Deals with evidence and procedure. Under Regulation 15(2) the
Tribunal can determine the manner in which the Hearing is
conducted. Quite often the Chairman will ask HMRC to outline the
case. If this happens, the Inspector must deal briefly and
accurately with the issues, without giving any evidence for the
Crown.
Sometimes, particularly when the appeal is against specific
refusal by HMRC (such as an appeal against a refusal to grant a
gross payment certificate to a sub-contractor in the construction
industry, or an appeal against a formal refusal for loss relief),
it is convenient for the Crown to run its case first. This, in a
sense, sets up the target that the taxpayer has to hit. However, it
is important not to lose sight of the fact that the onus of proof
will not alter.
If, at the request of the Tribunal, or on the suggestion of
either party, the Crown puts its case first, the Inspector must
always ensure that the party having the onus of proof has the last
word.

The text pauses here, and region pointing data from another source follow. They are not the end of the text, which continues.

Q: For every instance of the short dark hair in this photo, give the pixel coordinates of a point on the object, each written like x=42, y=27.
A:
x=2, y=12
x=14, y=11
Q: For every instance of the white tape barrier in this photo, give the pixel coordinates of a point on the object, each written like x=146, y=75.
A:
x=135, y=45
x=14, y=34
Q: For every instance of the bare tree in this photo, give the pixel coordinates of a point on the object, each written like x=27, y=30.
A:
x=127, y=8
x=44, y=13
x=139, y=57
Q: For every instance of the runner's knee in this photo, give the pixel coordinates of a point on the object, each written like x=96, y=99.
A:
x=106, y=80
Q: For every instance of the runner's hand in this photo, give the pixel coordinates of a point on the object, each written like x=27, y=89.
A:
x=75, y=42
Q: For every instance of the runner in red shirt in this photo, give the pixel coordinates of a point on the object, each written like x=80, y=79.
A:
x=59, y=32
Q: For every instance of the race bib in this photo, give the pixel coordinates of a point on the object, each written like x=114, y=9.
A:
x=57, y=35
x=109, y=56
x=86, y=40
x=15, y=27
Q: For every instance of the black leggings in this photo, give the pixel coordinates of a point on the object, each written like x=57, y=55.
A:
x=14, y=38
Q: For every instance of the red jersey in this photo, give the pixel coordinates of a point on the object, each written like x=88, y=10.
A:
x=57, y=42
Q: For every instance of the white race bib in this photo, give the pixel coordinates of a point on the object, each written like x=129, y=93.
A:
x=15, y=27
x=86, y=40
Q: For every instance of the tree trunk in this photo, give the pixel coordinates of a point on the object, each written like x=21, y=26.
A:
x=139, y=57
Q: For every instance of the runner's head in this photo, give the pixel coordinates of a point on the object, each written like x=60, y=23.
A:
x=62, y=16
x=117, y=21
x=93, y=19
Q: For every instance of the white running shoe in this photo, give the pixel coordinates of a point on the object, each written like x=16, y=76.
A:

In respect of penalty proceedings, the onus of proof is
firmly with the Crown which is entitled, not only to open the
proceedings, but also to the last word.
Regulation 15(5) enables the Tribunal to receive evidence
orally or by affidavit. Since the Woolf Reforms affidavits are now
called 'Statements of Truth' and are usually in a prescribed form.
The Tribunal can require, under this Regulation, the attendance of
a witness who has made an affidavit or an oral statement recorded
in a document, providing that the person is within the jurisdiction
(i.e. the United Kingdom of Great Britain and Northern Ireland). If
an affidavit which is disputed is produced by the other side, and
the person concerned is not available to be summoned or is outside
the jurisdiction, you are entitled to make an appropriate comment
in your closing speech. The authority for so doing is at Regulation
15(3)(d). This is an important part of advocacy - commenting on the
absence of evidence. Evidence that cannot be subjected to
cross-examination is much less persuasive and much less valuable
than that which has been tested in the usual manner.
Regulation 15(6) compels the Tribunal to receive evidence
which would be admissible in a Court of Law (i.e. admissible under
the various Civil Evidence Acts). The Tribunal may also receive
evidence of facts which appear relevant even though they might be
barred from being adduced in a Court of Law. Whilst this might seem
to be opening a 'barn door' on evidence, Regulation 15(4)
authorises the Tribunal to sift the evidence by means of assessing
its weight and truth, taking into account its nature and source and
the manner in which it is given. Evidence that is given, for
example, only from the mouth of an accountant and not from an
appellant directly, can be the subject of severe adverse comment in
a closing speech. If the appellant declines to attend and merely
sends his accountant or representative to the Hearing, you are
entitled to comment that first hand evidence has not been submitted
to the Tribunal and has not been available for cross-examination.
Regulation 15(7) permits the Tribunal to require the evidence
to be given on oath or affirmation. It is customary, if one witness
is sworn, for all witnesses to be sworn or affirmed.